Cannabis Plants in Vegetation Stage #2, 2012, digital inkjet photographic print, 38 x 32
June 7 – July 28, 2012
Opening: Thursday, June 7, 6 – 9 p.m.
PARI NADIMI GALLERY
254 Niagara Street
Toronto, ON, M6J 2L8
T:416-591-6464
E: info@parinadimigallery.com
Pari Nadimi Gallery is pleased to announce a solo exhibition by Toronto – based artist Eugen Sakhnenko.
Photography has long been used to examine hidden worlds – to show us what we cannot see ourselves. Like traveling to a new city, photographs reveal that all is not how we assume it to be. By looking at the secret industry of medicinal cannabis, this body of work questions the impact of fallacy based decision making.
Many images depict plain spaces, easily mistaken for a dentist’s reception area or a dispensary window at a walk-in clinic. When juxtaposed with hacked together grow rooms, like projects from a 50s science magazine, we begin to see the effects of prohibition. Ordinary citizens go into hiding, our idea of them becoming the product of brief glimpses beneath the surface – through a film, an evening news report, or an overheard conversation. Pulling back the curtain, we’re confronted with a duality that’s hard to make sense of. Like laws themselves, our perception falls victim to time. We’ve never met a grower but we’re sure of who they are. We don’t know why it’s illegal, but we’re confident that it should be.
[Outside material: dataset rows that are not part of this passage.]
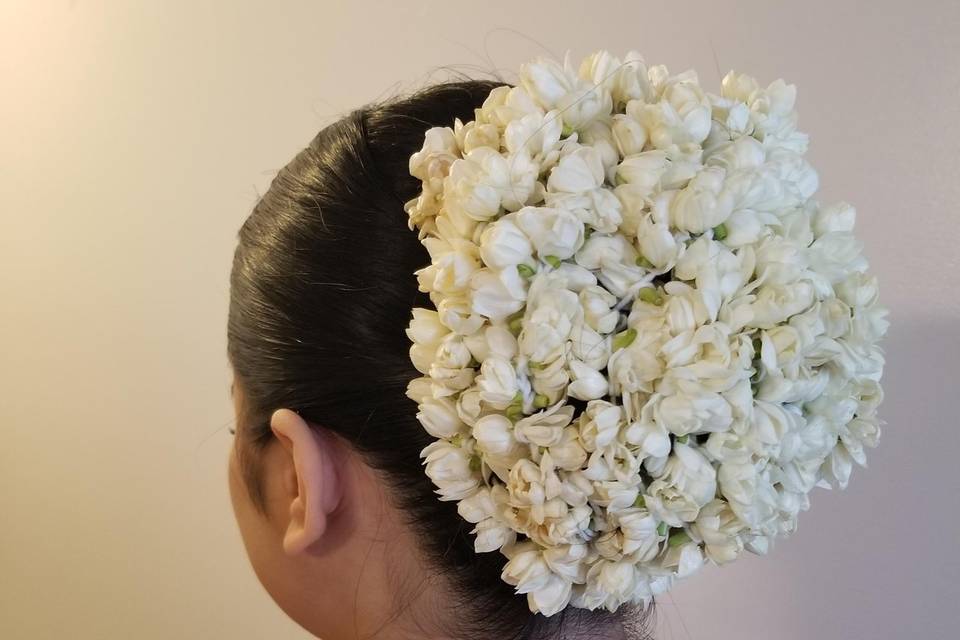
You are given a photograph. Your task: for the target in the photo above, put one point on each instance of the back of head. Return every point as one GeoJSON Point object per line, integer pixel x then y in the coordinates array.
{"type": "Point", "coordinates": [322, 289]}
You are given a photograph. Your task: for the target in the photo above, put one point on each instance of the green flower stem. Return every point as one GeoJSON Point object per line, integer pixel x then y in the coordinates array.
{"type": "Point", "coordinates": [643, 262]}
{"type": "Point", "coordinates": [624, 339]}
{"type": "Point", "coordinates": [650, 296]}
{"type": "Point", "coordinates": [678, 538]}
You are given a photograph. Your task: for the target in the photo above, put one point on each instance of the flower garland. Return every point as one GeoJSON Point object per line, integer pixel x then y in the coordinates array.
{"type": "Point", "coordinates": [649, 342]}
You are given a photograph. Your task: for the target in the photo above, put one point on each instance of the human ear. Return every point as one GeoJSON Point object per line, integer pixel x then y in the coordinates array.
{"type": "Point", "coordinates": [314, 490]}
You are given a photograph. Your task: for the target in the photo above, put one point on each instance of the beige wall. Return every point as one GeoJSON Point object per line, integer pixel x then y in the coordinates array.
{"type": "Point", "coordinates": [136, 136]}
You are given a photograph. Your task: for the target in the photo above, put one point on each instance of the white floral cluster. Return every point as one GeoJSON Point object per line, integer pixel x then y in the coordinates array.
{"type": "Point", "coordinates": [649, 342]}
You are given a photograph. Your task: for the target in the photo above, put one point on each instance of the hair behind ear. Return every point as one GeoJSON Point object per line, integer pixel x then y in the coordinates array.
{"type": "Point", "coordinates": [322, 290]}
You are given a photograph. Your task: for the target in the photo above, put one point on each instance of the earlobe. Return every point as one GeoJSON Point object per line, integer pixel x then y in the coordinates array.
{"type": "Point", "coordinates": [316, 492]}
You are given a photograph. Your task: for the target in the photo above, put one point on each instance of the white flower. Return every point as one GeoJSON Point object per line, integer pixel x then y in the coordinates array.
{"type": "Point", "coordinates": [610, 233]}
{"type": "Point", "coordinates": [551, 315]}
{"type": "Point", "coordinates": [553, 232]}
{"type": "Point", "coordinates": [497, 293]}
{"type": "Point", "coordinates": [544, 428]}
{"type": "Point", "coordinates": [718, 527]}
{"type": "Point", "coordinates": [450, 469]}
{"type": "Point", "coordinates": [683, 414]}
{"type": "Point", "coordinates": [588, 383]}
{"type": "Point", "coordinates": [439, 418]}
{"type": "Point", "coordinates": [547, 592]}
{"type": "Point", "coordinates": [568, 452]}
{"type": "Point", "coordinates": [559, 87]}
{"type": "Point", "coordinates": [425, 331]}
{"type": "Point", "coordinates": [537, 134]}
{"type": "Point", "coordinates": [497, 382]}
{"type": "Point", "coordinates": [494, 436]}
{"type": "Point", "coordinates": [598, 310]}
{"type": "Point", "coordinates": [599, 424]}
{"type": "Point", "coordinates": [504, 244]}
{"type": "Point", "coordinates": [688, 483]}
{"type": "Point", "coordinates": [703, 203]}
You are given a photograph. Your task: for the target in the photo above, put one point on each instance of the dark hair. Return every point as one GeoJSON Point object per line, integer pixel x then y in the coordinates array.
{"type": "Point", "coordinates": [321, 293]}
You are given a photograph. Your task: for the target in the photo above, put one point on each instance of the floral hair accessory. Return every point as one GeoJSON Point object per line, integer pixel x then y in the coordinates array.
{"type": "Point", "coordinates": [649, 342]}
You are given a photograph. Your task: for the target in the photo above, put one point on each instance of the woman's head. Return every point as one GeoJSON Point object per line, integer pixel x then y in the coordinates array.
{"type": "Point", "coordinates": [340, 521]}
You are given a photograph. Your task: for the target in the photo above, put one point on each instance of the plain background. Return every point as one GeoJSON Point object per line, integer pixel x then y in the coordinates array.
{"type": "Point", "coordinates": [135, 139]}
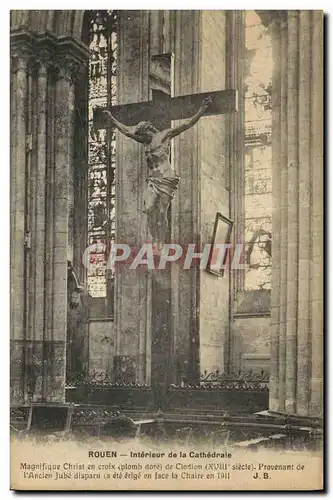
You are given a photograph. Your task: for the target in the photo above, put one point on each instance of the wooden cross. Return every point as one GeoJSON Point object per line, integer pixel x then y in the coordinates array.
{"type": "Point", "coordinates": [163, 109]}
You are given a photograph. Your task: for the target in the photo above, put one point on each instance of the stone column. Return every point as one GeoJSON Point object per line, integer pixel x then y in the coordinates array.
{"type": "Point", "coordinates": [297, 289]}
{"type": "Point", "coordinates": [18, 200]}
{"type": "Point", "coordinates": [316, 283]}
{"type": "Point", "coordinates": [56, 344]}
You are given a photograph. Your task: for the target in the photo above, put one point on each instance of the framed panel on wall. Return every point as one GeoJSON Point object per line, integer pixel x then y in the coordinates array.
{"type": "Point", "coordinates": [221, 236]}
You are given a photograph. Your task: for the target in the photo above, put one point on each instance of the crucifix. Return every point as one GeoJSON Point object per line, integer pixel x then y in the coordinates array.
{"type": "Point", "coordinates": [149, 123]}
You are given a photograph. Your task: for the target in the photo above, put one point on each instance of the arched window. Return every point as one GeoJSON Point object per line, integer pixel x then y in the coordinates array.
{"type": "Point", "coordinates": [103, 40]}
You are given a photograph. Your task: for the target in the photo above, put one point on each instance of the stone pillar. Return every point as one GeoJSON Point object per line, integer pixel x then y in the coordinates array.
{"type": "Point", "coordinates": [132, 287]}
{"type": "Point", "coordinates": [41, 161]}
{"type": "Point", "coordinates": [297, 288]}
{"type": "Point", "coordinates": [18, 200]}
{"type": "Point", "coordinates": [316, 283]}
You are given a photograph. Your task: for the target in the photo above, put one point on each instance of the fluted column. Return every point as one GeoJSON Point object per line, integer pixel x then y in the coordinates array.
{"type": "Point", "coordinates": [317, 213]}
{"type": "Point", "coordinates": [297, 289]}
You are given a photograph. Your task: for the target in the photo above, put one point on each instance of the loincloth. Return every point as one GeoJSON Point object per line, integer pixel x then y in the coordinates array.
{"type": "Point", "coordinates": [163, 185]}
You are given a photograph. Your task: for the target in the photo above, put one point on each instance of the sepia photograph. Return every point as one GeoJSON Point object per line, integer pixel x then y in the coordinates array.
{"type": "Point", "coordinates": [166, 250]}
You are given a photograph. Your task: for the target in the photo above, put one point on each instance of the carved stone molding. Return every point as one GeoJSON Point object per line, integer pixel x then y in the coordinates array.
{"type": "Point", "coordinates": [64, 54]}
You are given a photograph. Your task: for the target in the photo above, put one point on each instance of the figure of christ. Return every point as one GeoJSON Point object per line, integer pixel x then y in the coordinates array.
{"type": "Point", "coordinates": [162, 180]}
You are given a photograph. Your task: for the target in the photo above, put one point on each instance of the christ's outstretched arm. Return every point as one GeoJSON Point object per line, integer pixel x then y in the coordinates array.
{"type": "Point", "coordinates": [124, 129]}
{"type": "Point", "coordinates": [173, 132]}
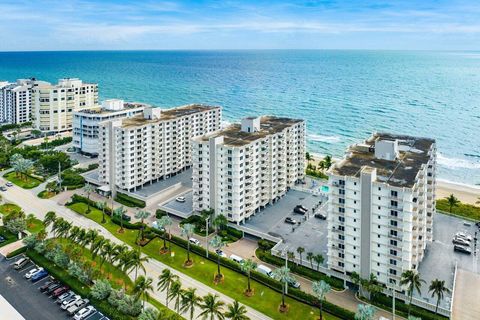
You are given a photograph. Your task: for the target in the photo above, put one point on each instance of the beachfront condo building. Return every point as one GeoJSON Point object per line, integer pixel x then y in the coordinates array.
{"type": "Point", "coordinates": [240, 169]}
{"type": "Point", "coordinates": [381, 206]}
{"type": "Point", "coordinates": [153, 146]}
{"type": "Point", "coordinates": [16, 100]}
{"type": "Point", "coordinates": [54, 105]}
{"type": "Point", "coordinates": [86, 122]}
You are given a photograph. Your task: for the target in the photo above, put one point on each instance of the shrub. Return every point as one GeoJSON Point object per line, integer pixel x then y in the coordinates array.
{"type": "Point", "coordinates": [129, 201]}
{"type": "Point", "coordinates": [101, 289]}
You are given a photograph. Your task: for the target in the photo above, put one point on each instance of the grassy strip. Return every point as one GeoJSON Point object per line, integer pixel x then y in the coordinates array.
{"type": "Point", "coordinates": [266, 299]}
{"type": "Point", "coordinates": [463, 210]}
{"type": "Point", "coordinates": [25, 182]}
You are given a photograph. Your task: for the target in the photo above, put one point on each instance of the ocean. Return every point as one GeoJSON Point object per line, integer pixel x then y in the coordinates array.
{"type": "Point", "coordinates": [343, 95]}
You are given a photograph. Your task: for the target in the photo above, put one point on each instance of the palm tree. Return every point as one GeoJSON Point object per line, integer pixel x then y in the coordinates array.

Often these leaps of faith are fine, even necessary, to get on with our daily lives. However, laws have real consequences on individuals and affect all of us in one way or another, thus making it impossible to comprehend their social and economic impact. We owe it to each other to pursue a legal system steeped in fact and rationality rather than opinion and tradition. Through these glimpses into the medicinal cannabis industry, concrete ideas can take the place of abstract ones and the world as it is can replace the one we imagine it to be.
Eugen Sakhnenko (born in 1988 lives and works in Toronto, Canada) graduated from Ryerson University, Bachelor of Fine Art in Image Arts, Photographic Studies, in 2010. Sakhnenko has been exhibiting his work since 2009 in various venues in Canada and his exhibitions have been reviewed by Toronto Star, Function Magazine, Applied Arts Magazine.